Laurie also didn’t hesitate when her doctor, Andrew Pippas, gave her the option of treatment in a clinical trial.

“I guess I just thought, if I can help other people in any small way. If I can help find a cure for cancer in any small way.”

Medical director of the John B. Amos Cancer Center in Columbus, Dr. Pippas believes cancer clinical trials offer patients the best possible care. “Both the National Institute of Health and the National Cancer Institute consider clinical trial care the best care for any newly diagnosed cancer patient.” Clinical trials, he says, are also the way cancer therapy has advanced in the last 35 years.

The therapy in Laurie’s clinical trial used monoclonal antibodies. According to Dr. Pippas, the promise of these antibodies is that, when used in combination with standard chemotherapy, they will further reduce the risk of recurrence.

Laurie completed treatment in six months—just two days before Thanksgiving. A date, she says, she will always remember.

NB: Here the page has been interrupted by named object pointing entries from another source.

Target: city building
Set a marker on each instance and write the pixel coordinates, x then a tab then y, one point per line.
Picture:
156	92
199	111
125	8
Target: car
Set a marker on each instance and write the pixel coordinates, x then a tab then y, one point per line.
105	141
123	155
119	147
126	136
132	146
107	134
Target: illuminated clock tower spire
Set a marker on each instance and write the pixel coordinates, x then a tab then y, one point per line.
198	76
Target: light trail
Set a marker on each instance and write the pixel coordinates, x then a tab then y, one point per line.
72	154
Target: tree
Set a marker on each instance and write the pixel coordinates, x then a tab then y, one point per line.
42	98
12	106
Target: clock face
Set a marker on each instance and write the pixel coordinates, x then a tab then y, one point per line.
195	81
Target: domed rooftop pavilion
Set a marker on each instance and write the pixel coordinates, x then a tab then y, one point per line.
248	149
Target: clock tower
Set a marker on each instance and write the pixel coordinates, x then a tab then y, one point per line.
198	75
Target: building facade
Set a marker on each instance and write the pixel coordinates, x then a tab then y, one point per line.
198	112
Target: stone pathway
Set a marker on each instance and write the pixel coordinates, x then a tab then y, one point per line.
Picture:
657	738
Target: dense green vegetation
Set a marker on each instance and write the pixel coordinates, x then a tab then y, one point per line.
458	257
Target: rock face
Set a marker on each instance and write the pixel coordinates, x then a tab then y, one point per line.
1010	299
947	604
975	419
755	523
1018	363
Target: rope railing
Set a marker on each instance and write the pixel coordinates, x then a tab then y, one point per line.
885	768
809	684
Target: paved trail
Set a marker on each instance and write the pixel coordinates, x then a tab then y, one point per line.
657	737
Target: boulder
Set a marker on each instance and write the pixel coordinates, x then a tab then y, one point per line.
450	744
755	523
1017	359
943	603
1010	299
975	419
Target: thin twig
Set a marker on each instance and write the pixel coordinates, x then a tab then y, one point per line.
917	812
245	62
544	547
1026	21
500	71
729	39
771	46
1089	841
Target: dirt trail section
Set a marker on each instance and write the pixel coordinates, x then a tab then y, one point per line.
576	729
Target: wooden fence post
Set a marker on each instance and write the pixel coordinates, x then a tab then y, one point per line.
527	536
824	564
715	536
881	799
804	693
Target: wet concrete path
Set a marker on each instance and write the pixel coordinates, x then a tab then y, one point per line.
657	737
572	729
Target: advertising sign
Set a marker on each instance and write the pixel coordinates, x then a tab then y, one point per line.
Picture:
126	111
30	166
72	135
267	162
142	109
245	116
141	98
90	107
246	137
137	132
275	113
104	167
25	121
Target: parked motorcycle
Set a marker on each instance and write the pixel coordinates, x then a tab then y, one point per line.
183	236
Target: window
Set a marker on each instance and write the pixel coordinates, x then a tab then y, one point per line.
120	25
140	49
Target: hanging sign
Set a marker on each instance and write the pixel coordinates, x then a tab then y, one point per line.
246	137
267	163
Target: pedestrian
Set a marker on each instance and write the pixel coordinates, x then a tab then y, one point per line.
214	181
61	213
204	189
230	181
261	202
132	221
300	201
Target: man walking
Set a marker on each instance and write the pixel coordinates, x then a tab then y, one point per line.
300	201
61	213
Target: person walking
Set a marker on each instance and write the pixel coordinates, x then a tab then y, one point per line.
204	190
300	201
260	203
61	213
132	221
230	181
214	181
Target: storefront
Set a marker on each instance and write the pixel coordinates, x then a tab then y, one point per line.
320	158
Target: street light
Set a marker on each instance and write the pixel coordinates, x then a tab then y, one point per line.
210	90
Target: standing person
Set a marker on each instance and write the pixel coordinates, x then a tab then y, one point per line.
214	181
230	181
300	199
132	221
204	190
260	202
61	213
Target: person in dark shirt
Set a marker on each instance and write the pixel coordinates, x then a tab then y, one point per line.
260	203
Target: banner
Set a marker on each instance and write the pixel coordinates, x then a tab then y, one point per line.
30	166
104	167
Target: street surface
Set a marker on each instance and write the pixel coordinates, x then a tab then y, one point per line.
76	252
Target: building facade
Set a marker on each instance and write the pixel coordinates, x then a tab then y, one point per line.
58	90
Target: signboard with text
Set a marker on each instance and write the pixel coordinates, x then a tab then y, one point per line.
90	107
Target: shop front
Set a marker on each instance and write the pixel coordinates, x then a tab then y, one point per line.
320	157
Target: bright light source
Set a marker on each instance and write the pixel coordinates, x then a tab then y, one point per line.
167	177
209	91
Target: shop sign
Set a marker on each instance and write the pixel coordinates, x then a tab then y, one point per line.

She says her experience with cancer may not have changed the way she sees the world, but it certainly increased her compassion for people. “I was lucky in that I tolerated it (chemotherapy) without any trouble, but I saw a lot of people who struggled.”

People have become more precious to her. Since her experience with cancer, Laurie says she no longer thinks: "I’ll help you, but not today. Now, I think: I’ll help you today.”